Я встал с кровати и ощутил во всем теле необычайную силу и бодрость. Да мне теперь и десять таких ночей нипочем!
– Шауберг, в этих уколах сам черт сидит.
– Кому вы это говорите? – Он вдруг помрачнел и крепко взял меня за плечи. – Послушайте, дорогой мистер Джордан, с вашей женой что-то творится.
– Что вы хотите этим сказать?
– Вы мне платите. Следовательно, я стою на вашей стороне. Ваша жена меня не интересует. Сегодня из-за нее чуть не произошла небольшая накладка…
Дверь открылась.
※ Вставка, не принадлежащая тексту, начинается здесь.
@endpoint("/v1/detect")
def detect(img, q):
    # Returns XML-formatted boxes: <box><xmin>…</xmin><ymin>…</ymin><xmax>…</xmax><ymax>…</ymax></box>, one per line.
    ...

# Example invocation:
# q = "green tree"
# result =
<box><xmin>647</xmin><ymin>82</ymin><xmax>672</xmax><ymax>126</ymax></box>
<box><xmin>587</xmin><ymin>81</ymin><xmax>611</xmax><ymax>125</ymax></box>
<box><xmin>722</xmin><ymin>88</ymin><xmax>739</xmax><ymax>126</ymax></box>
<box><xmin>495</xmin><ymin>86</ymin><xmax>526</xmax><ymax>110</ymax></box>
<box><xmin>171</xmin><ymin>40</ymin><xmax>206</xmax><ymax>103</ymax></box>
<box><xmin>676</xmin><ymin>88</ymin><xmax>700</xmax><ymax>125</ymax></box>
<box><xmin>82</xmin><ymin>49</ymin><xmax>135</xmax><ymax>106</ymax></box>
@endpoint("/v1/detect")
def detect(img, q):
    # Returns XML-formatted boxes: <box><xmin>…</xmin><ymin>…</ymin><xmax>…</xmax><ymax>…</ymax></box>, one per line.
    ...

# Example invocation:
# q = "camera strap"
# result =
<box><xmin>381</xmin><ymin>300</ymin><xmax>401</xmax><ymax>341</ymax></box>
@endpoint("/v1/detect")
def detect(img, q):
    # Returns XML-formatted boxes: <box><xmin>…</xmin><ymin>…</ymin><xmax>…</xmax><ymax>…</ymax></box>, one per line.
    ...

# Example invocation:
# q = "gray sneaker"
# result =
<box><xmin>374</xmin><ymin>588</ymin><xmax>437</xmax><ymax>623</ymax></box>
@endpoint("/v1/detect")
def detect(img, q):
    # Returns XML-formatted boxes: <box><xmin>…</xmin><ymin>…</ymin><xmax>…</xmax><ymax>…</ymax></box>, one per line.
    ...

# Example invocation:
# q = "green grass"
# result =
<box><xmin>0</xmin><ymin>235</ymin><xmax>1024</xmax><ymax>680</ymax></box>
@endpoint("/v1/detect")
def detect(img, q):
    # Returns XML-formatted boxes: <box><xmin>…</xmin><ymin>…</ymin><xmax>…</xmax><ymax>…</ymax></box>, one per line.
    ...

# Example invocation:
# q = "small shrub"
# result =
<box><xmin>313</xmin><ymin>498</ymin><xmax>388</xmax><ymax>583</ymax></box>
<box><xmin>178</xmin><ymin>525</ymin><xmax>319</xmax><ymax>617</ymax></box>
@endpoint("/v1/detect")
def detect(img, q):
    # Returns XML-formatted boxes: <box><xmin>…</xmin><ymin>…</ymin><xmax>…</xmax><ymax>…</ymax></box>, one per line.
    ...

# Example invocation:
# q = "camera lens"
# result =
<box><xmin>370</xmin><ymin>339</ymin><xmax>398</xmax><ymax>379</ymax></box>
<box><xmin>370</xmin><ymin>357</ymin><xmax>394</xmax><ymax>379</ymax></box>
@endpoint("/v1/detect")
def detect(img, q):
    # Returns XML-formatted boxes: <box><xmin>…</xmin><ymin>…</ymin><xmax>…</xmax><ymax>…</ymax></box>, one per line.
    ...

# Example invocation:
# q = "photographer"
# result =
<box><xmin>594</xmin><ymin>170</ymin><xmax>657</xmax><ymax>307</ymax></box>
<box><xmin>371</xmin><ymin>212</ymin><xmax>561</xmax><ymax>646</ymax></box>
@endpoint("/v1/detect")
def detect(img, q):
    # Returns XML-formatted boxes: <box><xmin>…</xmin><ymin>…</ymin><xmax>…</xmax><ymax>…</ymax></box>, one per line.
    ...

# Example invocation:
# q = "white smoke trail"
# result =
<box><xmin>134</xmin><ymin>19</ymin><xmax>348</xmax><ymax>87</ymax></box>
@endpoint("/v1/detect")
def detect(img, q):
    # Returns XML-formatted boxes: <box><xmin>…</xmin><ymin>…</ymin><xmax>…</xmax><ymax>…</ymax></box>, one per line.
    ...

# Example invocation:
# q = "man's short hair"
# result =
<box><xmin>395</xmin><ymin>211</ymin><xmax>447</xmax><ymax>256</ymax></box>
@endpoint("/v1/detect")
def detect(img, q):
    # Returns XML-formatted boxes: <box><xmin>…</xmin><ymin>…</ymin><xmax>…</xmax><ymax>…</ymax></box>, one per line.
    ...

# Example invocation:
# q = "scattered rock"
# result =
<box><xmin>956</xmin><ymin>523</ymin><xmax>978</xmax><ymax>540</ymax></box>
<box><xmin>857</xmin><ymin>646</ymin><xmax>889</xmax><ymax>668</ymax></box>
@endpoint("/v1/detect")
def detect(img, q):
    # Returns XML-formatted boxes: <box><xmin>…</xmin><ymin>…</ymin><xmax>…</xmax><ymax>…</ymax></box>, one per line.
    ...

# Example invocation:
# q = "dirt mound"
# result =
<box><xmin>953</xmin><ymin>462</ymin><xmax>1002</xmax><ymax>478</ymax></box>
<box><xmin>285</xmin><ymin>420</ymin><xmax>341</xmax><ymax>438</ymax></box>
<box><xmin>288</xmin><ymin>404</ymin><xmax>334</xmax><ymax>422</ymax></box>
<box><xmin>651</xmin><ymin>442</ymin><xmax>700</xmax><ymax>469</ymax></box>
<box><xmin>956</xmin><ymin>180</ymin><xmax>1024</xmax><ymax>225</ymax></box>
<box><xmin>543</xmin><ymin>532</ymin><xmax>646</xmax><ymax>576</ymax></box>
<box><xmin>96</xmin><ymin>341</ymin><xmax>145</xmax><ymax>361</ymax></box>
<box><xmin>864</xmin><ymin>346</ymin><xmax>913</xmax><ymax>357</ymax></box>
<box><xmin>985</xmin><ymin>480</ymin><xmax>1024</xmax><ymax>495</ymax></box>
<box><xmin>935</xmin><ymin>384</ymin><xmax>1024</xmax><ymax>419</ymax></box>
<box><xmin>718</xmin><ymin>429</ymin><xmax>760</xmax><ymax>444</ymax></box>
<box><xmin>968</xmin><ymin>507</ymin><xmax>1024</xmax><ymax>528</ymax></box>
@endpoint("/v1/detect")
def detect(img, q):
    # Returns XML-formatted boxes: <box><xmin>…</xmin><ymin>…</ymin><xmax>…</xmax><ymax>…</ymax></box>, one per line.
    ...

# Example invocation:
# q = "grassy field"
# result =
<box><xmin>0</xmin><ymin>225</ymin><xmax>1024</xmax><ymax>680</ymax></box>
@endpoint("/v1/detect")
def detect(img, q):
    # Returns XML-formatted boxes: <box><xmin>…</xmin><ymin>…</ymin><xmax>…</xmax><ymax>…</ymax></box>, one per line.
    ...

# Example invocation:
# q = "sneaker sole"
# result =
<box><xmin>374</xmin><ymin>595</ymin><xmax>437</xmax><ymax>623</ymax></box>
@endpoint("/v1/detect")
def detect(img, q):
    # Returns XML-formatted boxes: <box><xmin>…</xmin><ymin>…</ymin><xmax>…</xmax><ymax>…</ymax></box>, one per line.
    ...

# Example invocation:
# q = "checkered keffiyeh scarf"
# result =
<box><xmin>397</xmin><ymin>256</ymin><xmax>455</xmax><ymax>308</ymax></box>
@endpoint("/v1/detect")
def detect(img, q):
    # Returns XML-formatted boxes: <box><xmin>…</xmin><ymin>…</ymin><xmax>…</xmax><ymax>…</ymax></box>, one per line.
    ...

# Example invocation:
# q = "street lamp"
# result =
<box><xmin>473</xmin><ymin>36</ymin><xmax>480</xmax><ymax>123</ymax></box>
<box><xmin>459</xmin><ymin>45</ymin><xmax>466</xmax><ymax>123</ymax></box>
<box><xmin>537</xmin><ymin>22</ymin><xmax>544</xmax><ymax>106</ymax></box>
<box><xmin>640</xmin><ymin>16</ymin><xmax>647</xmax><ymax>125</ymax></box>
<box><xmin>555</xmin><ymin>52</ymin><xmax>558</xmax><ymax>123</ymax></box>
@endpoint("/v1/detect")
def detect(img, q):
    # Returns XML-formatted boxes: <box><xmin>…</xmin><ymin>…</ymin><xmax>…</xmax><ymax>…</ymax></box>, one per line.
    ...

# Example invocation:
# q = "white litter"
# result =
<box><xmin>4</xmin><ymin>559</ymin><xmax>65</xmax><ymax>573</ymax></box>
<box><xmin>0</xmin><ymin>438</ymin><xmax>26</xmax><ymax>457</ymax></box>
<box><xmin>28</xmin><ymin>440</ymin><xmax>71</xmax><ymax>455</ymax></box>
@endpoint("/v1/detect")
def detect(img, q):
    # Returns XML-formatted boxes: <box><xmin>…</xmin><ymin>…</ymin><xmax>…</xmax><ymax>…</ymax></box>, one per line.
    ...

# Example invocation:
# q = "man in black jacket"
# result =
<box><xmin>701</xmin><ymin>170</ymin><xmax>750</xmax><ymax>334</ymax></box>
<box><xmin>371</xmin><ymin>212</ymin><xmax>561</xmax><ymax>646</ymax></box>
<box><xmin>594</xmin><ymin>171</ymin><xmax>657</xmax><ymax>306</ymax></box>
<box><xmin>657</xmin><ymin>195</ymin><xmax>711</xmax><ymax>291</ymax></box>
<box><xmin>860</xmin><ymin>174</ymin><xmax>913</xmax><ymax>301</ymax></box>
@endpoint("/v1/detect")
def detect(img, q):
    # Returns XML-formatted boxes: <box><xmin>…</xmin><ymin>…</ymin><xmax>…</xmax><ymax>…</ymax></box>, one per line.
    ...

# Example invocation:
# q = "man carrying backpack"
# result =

Опять Гансик:
– Мистер Джордан…
– Провались! – заорал я. Он исчез с обиженным видом. – Какая накладка?
– Как раз когда мы собирались начать, зазвонил телефон.
– Что-о-о?
– Да не волнуйтесь вы. Ваша падчерица предупредила коммутатор, чтобы ее не соединяли, но растяпа телефонистка все-таки соединила, потому, мол, что этого потребовала полиция.
– Какая полиция? Уголовная?
– Ну да, какой-то там инспектор.
– И кто же с ним говорил?
– Я.
– Вы?
– А что мне было делать? Ваша падчерица лежала уже под наркозом. Я сказал, что я ваш шофер и что мисс Бромфилд не может подойти к телефону, так как она сидит в ванне.
– И он поверил?
– Очевидно.
– Он не сказал, что позвонит попозже?
– Нет. Ему, собственно, от мисс Бромфилд ничего и не надо было. И нужна была ему вовсе ее мать.
– Что-о-о?
– Он просто хотел узнать, где ее найти.
– Мою жену?
– Ну да. А это я и сам мог ему сказать. «Кёнигсхоф-отель» в Эссене. Чем он и удовлетворился. Он сказал, что свяжется с уголовной полицией в Эссене и пошлет кого-нибудь из здешних полицейских в отель. Завтра утром. То есть уже сегодня.
– А сказал он… сказал он, что нужно полиции от моей жены?
– Он был очень вежлив. Немецкой полиции, очевидно, вообще ничего от нее не нужно. Но американская, видимо, попросила немецкую оказать содействие.
На этот раз уже сам Торнтон Ситон распахнул дверь фургончика.
– Питер, мы все тебя ждем. Сейчас же иди!
Так что мне пришлось оставить Шауберга и пойти с режиссером. По дороге он, погруженный только в свою работу, втолковывал мне:
– В той сцене, которую мы сейчас будем снимать, ты уверен, что Мария все знает. Ты в панике. Ты в отчаянии. Твои силы на исходе. Но должен держать себя в руках, чтобы товарищи по бригаде ничего не заметили. Должен вкалывать, как будто ничего не случилось! Чтобы вообще никто ничего не заметил! Ясно?
– Ясно.
– Это трудный эпизод, старина, знаю.
– Да нет, ничего подобного, – возразил я как в трансе. – Вот увидишь, я запросто справлюсь.